Making the Kalle took far longer than I anticipated. I had a disastrous attempt at making shirtdress a long time ago, so I kinda knew what hurdles to expect. I mostly anticipated issues with the collar, but in fact that didn’t turn out to be too bad. Instead I had loads of problems with the bias band finishing at the hem. Even with a bias band foot I had to redo it multiple times over multiple days. I can confirm that swear words were used at this stage! The bias band was on the narrow side and, as I mentioned, in very lightweight fabric, so perhaps increasing the width slightly would have helped. The pattern does suggest using a rolling hem foot with lightweight fabrics as an edge finishing, which I want to try next time I’d make this pattern in a similar fabric. My biggest problem however was that even parts of the project that went right on the first try, still took ages. I’m not sure why, but all the sewing went at a snail’s pace.
I often like to complain about sewing buttonholes, as with my machine the 1-step buttonhole function is a bit hit and miss. Either it’s quick and easy, or you’re left leaving offerings and praying to the sewing gods for months before it will let you make those goshdarn button holes in that particular project. This time, me and the button hole maker were on good terms. It was an almost surreal experience, getting so many buttons sewn on without problems! I initially picked different buttons for this project, but while they looked nice they also made the project a lot more dressy-er than I was going for -I wanted this to be an everyday dress.
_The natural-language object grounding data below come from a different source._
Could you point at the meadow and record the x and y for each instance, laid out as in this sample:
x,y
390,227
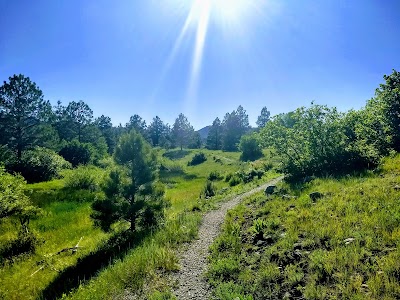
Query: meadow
x,y
107,265
330,238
These brass buttons gave it just the vibe I wanted!
This was the first time I used the ‘burrito method’ for a yoke, and folks, I totally get all the raving about this now. While I was doing it I felt a bit sceptical and had no idea what I was doing, but I trusted the instructions and -O.M.G- it looks so clean! I am definitely a fan now! I thought the instructions for this pattern were pretty good. Even though I had a few problems in the process, I don’t think they had much to do with the instructions. There is also a really informative sew along on the Closet Case blog, which was particularly helpful when sewing the collar and explaining the burrito method to this collar rookie. I also like that the pattern has pointers depending on your preferred way of wearing shirts (buttoned all the way or not) with regards to finishing. Personally I prefer the “all buttoned up look” but this shows the amount of details and though that went into the instructions.
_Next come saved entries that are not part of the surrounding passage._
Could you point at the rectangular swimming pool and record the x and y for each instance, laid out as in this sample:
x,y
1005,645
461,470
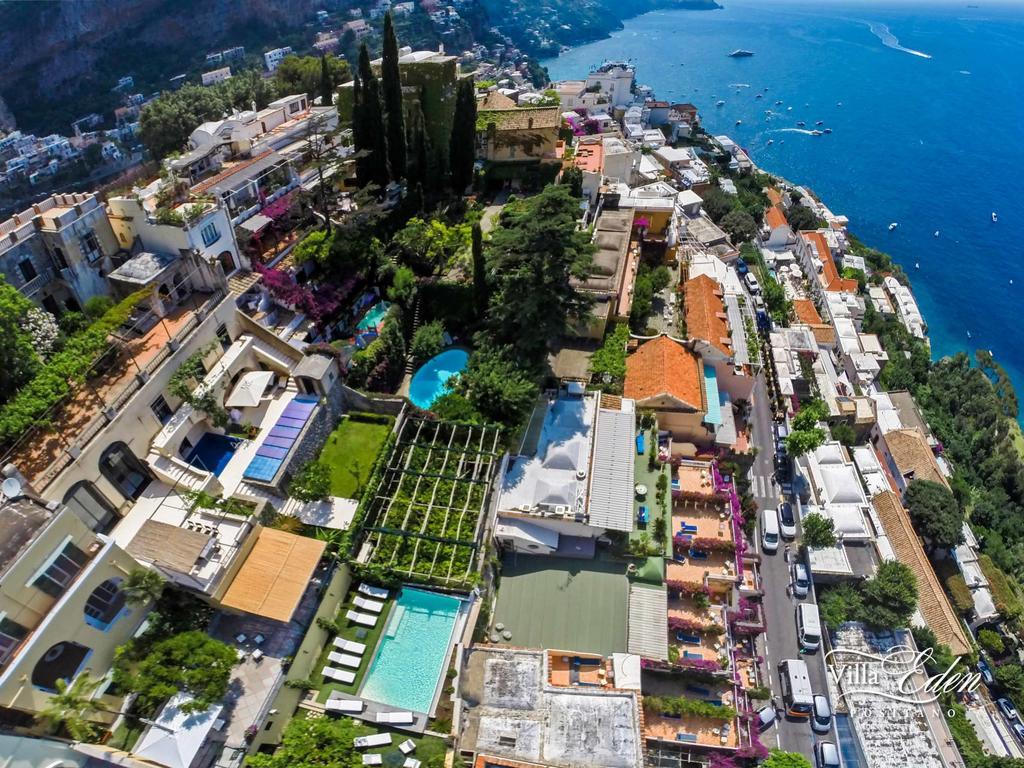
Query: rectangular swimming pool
x,y
414,651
After all those struggles, I had some doubts about whether the style would even suit me and through the frustration of moving at a snails pace I didn’t have high expectations when I first put it on. At this point I hadn’t put the buttons on yet and just pinned the dress close, because I wasn’t convinced I even wanted to put in the effort if the whole project turned out to be a flop. Imagine my surprise when I put it on and instantly liked it a lot! On the aspect of technical sewing, this is definitely not my best make, I fudged a lot and I think my collar making skills can improve a lot with time and practise, but it’s also not the worse and to definitely not to the point that it is unwearable. I think this will get a lot of wear, possibly the most of all my Summer of Basics makes as it is better suited to layering when it gets colder. All in all, surprisingly pleased with this in the end and will probably return to this pattern in the future!